Reputation: 50637
Why perl -we '$c = $c+3'
rises
Use of uninitialized value $c in addition (+) at -e line 1.
and perl -we '$c += 3'
doesn't complain about uninitialized value?
UPDATE
Does documentation or some book like 'Perl best practices' mention such behavior?
Upvotes: 2
Views: 123
Reputation: 2806
I think perldoc perlop
has a little explanation:
Assignment Operators
"=" is the ordinary assignment operator.
Assignment operators work as in C. That is,
$a += 2;
is equivalent to
$a = $a + 2;
although without duplicating any side effects that dereferencing the
lvalue might trigger, such as from tie()
With B::Concise
helper, we can see the trick:
$ perl -MO=Concise,-exec -e '$c += 3'
1 <0> enter
2 <;> nextstate(main 1 -e:1) v:{
3 <#> gvsv[*c] s
4 <$> const[IV 3] s
5 <2> add[t2] vKS/2
6 <@> leave[1 ref] vKP/REFC
-e syntax OK
$ perl -MO=Concise,-exec -e '$c = $c + 3'
1 <0> enter
2 <;> nextstate(main 1 -e:1) v:{
3 <#> gvsv[*c] s
4 <$> const[IV 3] s
5 <2> add[t3] sK/2
6 <#> gvsv[*c] s
7 <2> sassign vKS/2
8 <@> leave[1 ref] vKP/REFC
-e syntax OK
Update
After searching in perldoc
, I saw that this problem had been documented in perlsyn
:
Declarations
The only things you need to declare in Perl are report formats and subroutines (and sometimes not even subroutines). A variable
holds the undefined value ("undef") until it has been assigned a defined value, which is anything other than "undef". When used as a
number, "undef" is treated as 0; when used as a string, it is treated as the empty string, ""; and when used as a reference that
isn't being assigned to, it is treated as an error.
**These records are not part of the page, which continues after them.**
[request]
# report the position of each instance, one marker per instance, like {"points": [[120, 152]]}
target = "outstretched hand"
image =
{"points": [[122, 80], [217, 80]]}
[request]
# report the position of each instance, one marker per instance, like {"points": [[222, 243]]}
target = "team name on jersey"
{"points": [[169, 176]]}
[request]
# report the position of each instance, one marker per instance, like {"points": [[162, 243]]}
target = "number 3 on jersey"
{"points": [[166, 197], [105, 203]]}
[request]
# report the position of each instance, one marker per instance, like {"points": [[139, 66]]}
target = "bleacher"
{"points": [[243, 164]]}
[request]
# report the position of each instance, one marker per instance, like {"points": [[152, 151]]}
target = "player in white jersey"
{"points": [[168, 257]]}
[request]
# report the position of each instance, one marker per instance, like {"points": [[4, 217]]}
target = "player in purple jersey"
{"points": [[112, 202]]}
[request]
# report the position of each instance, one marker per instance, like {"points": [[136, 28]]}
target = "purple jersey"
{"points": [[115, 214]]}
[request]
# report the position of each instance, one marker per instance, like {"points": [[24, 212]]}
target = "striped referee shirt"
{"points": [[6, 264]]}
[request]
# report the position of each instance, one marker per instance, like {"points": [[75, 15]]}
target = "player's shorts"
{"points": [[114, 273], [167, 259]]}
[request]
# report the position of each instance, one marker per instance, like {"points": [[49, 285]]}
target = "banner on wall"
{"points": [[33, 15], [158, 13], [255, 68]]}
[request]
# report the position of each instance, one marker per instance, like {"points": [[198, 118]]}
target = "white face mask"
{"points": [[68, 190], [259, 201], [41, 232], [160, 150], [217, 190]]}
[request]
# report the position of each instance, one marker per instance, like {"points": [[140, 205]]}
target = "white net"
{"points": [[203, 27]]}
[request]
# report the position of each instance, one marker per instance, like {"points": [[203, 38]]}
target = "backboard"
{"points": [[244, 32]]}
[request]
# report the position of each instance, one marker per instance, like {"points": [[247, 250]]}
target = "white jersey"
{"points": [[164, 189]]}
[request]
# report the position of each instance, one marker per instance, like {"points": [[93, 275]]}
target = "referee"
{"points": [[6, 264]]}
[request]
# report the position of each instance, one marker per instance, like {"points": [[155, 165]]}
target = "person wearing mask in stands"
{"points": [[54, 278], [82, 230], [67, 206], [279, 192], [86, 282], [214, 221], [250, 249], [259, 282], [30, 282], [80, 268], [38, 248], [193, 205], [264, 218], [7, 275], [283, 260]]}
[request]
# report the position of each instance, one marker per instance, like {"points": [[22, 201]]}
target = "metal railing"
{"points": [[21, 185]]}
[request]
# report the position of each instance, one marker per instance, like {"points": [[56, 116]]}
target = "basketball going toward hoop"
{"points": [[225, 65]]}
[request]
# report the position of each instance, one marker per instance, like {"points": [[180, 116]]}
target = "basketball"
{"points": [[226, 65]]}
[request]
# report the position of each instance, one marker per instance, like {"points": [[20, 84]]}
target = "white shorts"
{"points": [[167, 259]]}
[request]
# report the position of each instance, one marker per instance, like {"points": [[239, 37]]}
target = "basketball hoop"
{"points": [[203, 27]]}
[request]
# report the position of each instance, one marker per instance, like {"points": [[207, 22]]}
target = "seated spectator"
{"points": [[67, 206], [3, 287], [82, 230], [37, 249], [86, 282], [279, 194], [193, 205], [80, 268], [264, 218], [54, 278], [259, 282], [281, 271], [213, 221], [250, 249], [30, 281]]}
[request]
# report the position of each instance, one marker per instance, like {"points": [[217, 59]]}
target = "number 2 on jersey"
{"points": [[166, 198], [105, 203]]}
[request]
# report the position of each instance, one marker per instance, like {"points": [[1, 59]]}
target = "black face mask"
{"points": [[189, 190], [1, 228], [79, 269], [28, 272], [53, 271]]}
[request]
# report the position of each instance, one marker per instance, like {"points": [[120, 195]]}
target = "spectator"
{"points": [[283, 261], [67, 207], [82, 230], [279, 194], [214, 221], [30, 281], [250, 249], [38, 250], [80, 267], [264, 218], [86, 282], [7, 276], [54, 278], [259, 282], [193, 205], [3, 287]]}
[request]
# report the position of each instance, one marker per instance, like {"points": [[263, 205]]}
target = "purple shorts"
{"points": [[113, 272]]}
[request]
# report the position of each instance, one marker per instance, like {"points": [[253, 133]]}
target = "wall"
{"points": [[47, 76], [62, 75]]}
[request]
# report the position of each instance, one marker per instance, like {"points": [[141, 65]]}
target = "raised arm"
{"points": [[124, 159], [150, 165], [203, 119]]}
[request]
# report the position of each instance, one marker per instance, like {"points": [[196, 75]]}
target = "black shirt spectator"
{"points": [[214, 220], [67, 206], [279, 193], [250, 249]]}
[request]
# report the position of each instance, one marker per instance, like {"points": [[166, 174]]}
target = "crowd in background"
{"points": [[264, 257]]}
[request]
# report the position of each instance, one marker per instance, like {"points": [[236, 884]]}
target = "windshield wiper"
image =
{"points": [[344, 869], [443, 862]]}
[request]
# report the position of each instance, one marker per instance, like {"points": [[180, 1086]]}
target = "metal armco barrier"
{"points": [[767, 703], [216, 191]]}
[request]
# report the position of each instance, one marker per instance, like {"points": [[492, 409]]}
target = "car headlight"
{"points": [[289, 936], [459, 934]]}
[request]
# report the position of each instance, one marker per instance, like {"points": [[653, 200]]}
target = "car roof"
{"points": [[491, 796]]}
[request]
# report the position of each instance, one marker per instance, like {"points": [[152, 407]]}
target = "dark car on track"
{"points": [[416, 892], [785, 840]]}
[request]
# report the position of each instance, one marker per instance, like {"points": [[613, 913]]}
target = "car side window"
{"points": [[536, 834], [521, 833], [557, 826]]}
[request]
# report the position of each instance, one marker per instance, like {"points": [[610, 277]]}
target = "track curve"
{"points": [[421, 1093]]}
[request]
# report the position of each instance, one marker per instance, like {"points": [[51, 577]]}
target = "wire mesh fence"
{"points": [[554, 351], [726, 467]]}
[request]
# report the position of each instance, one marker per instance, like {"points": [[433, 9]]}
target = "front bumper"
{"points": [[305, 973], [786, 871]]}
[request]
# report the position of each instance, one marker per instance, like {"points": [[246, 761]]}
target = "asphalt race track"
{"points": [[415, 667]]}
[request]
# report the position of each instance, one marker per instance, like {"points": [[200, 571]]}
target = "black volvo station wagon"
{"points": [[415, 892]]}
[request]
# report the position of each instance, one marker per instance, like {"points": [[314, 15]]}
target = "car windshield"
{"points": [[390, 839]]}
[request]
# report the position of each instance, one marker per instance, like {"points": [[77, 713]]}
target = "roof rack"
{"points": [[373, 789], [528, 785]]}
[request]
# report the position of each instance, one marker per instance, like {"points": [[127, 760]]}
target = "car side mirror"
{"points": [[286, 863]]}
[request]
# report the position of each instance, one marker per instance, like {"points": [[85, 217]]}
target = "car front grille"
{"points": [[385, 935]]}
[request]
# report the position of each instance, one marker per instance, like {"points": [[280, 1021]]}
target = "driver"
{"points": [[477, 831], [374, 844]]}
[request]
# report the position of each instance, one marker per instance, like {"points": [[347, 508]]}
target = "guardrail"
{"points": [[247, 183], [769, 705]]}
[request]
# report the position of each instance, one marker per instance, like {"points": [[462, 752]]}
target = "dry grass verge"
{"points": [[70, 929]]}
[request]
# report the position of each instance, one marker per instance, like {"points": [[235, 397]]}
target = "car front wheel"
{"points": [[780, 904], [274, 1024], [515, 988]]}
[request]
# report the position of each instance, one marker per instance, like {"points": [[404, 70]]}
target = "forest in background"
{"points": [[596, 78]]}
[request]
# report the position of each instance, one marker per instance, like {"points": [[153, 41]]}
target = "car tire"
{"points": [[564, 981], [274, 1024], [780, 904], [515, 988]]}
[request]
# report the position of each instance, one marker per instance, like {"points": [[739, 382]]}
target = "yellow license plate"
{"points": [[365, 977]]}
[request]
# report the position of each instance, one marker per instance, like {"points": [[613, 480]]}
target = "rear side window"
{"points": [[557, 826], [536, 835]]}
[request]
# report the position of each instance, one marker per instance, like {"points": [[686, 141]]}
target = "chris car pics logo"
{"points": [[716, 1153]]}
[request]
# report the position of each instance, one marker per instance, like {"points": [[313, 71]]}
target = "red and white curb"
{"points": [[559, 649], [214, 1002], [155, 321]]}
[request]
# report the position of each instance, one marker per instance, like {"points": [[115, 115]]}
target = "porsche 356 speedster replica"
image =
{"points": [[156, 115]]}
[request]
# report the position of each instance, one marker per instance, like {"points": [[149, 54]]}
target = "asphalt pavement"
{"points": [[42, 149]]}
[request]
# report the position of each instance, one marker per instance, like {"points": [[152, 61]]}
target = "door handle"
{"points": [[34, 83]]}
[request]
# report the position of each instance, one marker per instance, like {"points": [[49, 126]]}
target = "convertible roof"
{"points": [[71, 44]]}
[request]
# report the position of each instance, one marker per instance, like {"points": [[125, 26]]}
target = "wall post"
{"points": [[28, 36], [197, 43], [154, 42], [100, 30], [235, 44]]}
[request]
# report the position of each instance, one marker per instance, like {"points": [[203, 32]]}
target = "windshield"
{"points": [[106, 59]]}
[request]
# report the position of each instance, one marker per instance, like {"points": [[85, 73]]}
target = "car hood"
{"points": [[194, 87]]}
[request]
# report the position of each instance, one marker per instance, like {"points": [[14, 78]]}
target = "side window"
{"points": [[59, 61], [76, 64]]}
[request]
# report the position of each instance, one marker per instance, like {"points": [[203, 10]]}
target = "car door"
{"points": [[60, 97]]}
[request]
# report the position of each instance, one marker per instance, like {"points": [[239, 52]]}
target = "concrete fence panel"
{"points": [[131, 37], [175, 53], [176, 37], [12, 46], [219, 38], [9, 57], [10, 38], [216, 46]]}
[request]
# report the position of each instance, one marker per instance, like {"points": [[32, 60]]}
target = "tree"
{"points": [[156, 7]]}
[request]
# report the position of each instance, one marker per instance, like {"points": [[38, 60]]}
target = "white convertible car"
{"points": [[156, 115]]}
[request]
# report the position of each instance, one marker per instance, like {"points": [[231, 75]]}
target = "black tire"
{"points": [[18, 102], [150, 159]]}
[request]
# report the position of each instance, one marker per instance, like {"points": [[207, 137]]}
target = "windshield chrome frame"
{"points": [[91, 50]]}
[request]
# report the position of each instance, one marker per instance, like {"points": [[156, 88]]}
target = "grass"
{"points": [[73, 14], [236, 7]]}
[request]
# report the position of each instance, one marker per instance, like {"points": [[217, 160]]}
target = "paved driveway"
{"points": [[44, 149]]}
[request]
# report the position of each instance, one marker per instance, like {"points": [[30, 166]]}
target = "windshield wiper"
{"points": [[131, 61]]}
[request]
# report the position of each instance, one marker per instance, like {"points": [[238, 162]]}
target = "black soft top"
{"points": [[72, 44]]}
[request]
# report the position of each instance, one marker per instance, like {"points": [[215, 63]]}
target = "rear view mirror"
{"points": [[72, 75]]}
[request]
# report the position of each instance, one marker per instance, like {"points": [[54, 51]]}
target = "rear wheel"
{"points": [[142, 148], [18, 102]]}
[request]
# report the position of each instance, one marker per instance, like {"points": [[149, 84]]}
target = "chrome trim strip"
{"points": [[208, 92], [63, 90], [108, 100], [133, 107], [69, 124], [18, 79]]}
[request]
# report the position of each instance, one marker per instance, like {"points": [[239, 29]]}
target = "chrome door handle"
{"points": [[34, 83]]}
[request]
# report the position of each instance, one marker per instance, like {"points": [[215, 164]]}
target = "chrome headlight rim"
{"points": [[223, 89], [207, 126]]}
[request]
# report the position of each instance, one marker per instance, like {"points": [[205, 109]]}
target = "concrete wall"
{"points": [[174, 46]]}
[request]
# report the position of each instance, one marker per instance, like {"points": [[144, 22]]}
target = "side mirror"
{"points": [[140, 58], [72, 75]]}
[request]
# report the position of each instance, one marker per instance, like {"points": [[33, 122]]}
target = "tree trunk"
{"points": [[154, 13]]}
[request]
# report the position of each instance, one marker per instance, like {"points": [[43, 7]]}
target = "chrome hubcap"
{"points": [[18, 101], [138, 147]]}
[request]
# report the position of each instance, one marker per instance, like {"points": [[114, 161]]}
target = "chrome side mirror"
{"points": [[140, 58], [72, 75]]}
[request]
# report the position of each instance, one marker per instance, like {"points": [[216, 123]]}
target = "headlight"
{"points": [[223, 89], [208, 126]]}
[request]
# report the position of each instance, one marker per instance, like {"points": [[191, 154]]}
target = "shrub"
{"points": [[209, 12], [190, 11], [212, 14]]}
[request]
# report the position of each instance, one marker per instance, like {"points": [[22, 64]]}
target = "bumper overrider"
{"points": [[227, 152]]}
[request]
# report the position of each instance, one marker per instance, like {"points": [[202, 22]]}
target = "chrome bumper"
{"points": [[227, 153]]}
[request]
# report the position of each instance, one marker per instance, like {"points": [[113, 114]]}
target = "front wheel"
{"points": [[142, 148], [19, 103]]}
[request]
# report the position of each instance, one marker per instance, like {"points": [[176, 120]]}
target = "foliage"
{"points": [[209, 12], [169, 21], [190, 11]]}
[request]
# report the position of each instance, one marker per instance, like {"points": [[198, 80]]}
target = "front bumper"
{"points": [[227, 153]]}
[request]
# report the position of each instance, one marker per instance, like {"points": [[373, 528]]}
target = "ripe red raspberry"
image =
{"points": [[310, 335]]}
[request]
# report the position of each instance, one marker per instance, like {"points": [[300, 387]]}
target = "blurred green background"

If you enable warnings, you'll be notified of an uninitialized value whenever
you treat "undef" as a string or a number. Well, usually. Boolean contexts, such as:
my $a;
if ($a) {}
are exempt from warnings (because they care about truth rather than definedness). Operators such as "++", "--", "+=", "-=", and
".=", that operate on undefined left values such as:
my $a;
$a++;
are also always exempt from such warnings.
Upvotes: 5
Reputation: 385506
Because it makes sense for addition to warn when adding things other than numbers, but it's very convenient for +=
not to warn for undefined values.
As Gnouc found, this is documented in perlsyn:
Operators such as ++ , -- , += , -= , and .= , that operate on undefined variables such as:
undef $a; $a++;
are also always exempt from such warnings.